27

I have a large set of feature vectors which I will use to attack a binary classification problem (using scikit learn in Python). Before I start to think about imputation, I am interested in trying to determine from the remaining parts of the data if the missing data are 'missing at random' or missing not at random.

What is a sensible way to approach this question?

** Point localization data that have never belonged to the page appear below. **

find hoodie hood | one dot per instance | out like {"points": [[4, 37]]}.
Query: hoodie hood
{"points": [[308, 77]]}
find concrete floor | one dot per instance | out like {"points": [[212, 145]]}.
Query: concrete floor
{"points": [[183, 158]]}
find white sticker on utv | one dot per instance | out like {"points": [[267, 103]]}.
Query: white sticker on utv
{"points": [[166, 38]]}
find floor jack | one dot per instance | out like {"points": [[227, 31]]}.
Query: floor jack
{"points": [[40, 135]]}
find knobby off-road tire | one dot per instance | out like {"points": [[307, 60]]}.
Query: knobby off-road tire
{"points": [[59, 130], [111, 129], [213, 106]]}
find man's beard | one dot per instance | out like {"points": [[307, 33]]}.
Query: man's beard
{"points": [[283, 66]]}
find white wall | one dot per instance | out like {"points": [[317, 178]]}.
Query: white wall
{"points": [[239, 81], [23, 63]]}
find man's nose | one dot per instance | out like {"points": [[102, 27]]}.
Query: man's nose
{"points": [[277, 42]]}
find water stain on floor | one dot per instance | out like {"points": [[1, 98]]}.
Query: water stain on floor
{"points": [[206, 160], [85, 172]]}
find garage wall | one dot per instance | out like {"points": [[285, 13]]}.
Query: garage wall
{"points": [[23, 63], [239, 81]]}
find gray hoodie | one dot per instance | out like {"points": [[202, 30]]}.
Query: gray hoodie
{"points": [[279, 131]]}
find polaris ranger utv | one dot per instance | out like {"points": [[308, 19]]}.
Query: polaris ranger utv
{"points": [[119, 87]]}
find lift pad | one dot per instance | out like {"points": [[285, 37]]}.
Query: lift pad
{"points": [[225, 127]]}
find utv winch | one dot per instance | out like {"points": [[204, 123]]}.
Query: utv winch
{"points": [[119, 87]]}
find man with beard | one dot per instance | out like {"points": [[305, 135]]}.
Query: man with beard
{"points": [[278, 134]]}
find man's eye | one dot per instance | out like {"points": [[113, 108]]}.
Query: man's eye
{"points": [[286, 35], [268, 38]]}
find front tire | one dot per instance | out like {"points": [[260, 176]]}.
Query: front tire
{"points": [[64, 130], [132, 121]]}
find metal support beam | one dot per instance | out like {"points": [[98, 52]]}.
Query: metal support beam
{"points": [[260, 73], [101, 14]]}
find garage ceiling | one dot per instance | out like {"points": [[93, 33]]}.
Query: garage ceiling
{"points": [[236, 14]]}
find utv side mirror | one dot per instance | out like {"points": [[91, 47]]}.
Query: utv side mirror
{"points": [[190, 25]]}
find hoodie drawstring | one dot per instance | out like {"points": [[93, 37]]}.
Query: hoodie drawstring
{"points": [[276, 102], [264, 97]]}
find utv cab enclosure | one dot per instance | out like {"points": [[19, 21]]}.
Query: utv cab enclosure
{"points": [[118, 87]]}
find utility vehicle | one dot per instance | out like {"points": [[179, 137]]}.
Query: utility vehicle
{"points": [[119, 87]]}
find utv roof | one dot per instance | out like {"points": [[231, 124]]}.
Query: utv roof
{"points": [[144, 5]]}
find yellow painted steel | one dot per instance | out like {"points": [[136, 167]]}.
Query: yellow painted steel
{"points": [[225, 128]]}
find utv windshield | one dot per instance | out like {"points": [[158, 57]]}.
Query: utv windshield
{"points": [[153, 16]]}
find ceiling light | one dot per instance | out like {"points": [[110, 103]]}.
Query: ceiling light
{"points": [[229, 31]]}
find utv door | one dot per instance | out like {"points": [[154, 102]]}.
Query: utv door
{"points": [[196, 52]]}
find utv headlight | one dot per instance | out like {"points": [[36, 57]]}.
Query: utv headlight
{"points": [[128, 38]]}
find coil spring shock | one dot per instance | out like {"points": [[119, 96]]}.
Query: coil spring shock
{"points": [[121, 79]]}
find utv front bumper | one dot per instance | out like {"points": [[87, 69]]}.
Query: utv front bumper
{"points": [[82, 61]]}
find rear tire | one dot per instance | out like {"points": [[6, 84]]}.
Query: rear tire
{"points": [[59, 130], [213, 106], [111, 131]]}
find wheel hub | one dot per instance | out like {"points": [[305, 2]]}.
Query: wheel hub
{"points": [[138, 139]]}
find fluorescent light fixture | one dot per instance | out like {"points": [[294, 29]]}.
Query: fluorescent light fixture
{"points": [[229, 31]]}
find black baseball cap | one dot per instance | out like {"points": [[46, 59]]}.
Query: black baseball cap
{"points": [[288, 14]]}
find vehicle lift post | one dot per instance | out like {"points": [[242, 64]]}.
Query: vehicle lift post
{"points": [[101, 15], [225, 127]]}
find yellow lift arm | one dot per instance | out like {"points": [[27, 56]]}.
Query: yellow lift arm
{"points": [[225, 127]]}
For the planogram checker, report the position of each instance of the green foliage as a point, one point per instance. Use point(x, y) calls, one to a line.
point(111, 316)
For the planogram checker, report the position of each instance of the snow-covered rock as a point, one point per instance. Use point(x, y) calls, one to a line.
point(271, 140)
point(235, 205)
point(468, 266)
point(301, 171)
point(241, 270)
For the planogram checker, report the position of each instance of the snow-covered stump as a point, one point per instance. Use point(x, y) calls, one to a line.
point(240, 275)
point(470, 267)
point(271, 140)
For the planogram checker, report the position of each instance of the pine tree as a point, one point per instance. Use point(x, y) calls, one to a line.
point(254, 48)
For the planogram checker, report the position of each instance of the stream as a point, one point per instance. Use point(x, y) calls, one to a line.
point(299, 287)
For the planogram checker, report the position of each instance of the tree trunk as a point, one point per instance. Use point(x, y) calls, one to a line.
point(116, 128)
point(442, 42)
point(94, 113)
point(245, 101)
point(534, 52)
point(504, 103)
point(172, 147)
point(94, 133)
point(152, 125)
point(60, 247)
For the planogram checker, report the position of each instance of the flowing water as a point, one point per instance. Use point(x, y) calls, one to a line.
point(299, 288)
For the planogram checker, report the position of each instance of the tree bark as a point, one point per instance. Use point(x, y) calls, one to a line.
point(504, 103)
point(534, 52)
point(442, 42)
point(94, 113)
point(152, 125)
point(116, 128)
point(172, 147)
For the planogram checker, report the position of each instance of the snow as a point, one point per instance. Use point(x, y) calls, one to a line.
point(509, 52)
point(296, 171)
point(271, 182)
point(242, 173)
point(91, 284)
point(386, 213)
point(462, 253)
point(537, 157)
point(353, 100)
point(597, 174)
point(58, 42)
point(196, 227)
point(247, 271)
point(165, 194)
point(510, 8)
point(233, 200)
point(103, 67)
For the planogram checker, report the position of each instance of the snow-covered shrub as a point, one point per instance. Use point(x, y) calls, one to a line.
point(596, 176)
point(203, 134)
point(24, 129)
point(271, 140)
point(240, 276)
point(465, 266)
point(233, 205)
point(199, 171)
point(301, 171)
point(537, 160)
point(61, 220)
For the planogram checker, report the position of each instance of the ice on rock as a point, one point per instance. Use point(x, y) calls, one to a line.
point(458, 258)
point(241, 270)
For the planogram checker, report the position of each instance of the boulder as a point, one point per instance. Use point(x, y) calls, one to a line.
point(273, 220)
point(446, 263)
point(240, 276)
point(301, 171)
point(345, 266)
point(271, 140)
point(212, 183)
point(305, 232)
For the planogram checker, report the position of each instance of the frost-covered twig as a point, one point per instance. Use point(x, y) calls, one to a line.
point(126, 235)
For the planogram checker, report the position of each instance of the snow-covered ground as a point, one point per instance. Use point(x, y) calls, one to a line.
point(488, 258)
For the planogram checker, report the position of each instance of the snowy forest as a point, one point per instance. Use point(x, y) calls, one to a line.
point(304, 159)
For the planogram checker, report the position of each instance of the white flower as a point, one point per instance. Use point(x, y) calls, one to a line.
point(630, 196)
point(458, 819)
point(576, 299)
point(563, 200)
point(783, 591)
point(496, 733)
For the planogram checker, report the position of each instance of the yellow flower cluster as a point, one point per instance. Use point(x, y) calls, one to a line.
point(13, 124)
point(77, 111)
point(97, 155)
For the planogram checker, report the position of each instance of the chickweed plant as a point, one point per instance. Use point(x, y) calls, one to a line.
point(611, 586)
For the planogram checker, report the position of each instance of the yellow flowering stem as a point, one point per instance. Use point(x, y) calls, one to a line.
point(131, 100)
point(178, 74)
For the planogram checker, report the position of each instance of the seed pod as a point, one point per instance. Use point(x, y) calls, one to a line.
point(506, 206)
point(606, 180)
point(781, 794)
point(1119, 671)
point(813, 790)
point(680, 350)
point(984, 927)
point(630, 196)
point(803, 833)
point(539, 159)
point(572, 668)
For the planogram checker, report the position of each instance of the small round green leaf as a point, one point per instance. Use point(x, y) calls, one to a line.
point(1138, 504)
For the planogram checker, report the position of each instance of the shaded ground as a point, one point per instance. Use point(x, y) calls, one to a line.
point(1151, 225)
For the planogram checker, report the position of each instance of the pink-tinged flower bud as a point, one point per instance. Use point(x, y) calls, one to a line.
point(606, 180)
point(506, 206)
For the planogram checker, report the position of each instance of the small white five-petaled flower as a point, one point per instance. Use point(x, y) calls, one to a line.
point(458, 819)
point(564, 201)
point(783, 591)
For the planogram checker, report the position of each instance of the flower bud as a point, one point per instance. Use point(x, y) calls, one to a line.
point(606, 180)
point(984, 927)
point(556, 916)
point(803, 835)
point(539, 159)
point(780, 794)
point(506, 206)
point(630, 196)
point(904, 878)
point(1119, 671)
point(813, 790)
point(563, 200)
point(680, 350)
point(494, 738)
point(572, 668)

It turns out a better question is to ask if the data is 'missing completely at random' or not. What is a sensible way to do that?

Andre Silva
  • 3,070
  • 5
  • 28
  • 55
graffe
  • 1,799
  • 1
  • 22
  • 34
  • If there is no association between the missing indicator and any observed variable, then the missing data mechanism is MCAR. – Randel Sep 19 '15 at 16:30
  • @Randel What is a good test to apply in practice to test this ? – graffe Sep 19 '15 at 16:43
  • Nothing special than a correlation test or regression. – Randel Sep 19 '15 at 17:53
  • @Randel Would you mind saying a bit more, maybe as an answer? My feature vectors have many features. I could build a classifier separately for each feature with the classes "missing" or "not missing". Is that what you had in mind? It doesn't seem so obvious how to do this if different features can be missing in different vectors. – graffe Sep 19 '15 at 18:25
  • I believe that an author proposed a test to check if data is MCAR vs MAR. I can't seem to find it however. It isn't widely used though. As for your data, there is always the chance that it will be MNAR, but if you think that any of your data can help you predict missingness, then MAR should be a valid assumption. – RayVelcoro Sep 25 '15 at 00:34
  • 3
    It is not something you test, it is something you *assume*. – Tim Sep 25 '15 at 15:20
  • 5
    Just to be clear: missing *completely at random* means that the missingness probability is a constant, it depends on nothing. Missing *at random* means that missingness depends on some measured factors, like age or sex, so that you can use some models to fill in the missing patterns. Missing *not at random* means missingness depends on things you *did not* measure. In the question OP **says** NMAR vs. MAR but OP **means** MAR vs MCAR. – AdamO Feb 09 '18 at 22:18

5 Answers5

19

This is not possible, unless you managed to retrieve missing data. You cannot determine from the observed data whether the missing data is missing at random (MAR) or not at random (MNAR). You can only tell whether the data is clearly not missing completely at random (MCAR). Beyond that only appeal to plausibility of MCAR or MAR as opposed to MNAR based on what you know (e.g. reported reasons for why data is missing). Alternatively, you might be able to argue that it does not matter too much, because the proportion of missing data is small and under MNAR very extreme scenarios would have to happen for your results to be overturned (see "tipping point analysis").

Björn
  • 21,227
  • 2
  • 26
  • 65
  • 1
    Thank you very much. What's a good way to tell if the data is MCAR ? – graffe Sep 13 '15 at 16:53
  • @Björn, above may need to be reworded to reflect essential asymmetries in what we can learn from data. Although it is possible to *falsify* a hypothesis that data are MCAR (viz., by building a model that exploits the observed covariates to account for some part of the missingness), it is not possible to *confirm* MCAR or any other such hypothesis. – David C. Norris Sep 24 '15 at 19:53
  • Good point. I made that clearer. – Björn Sep 24 '15 at 23:57
8

I found the information I was talking about in my comment.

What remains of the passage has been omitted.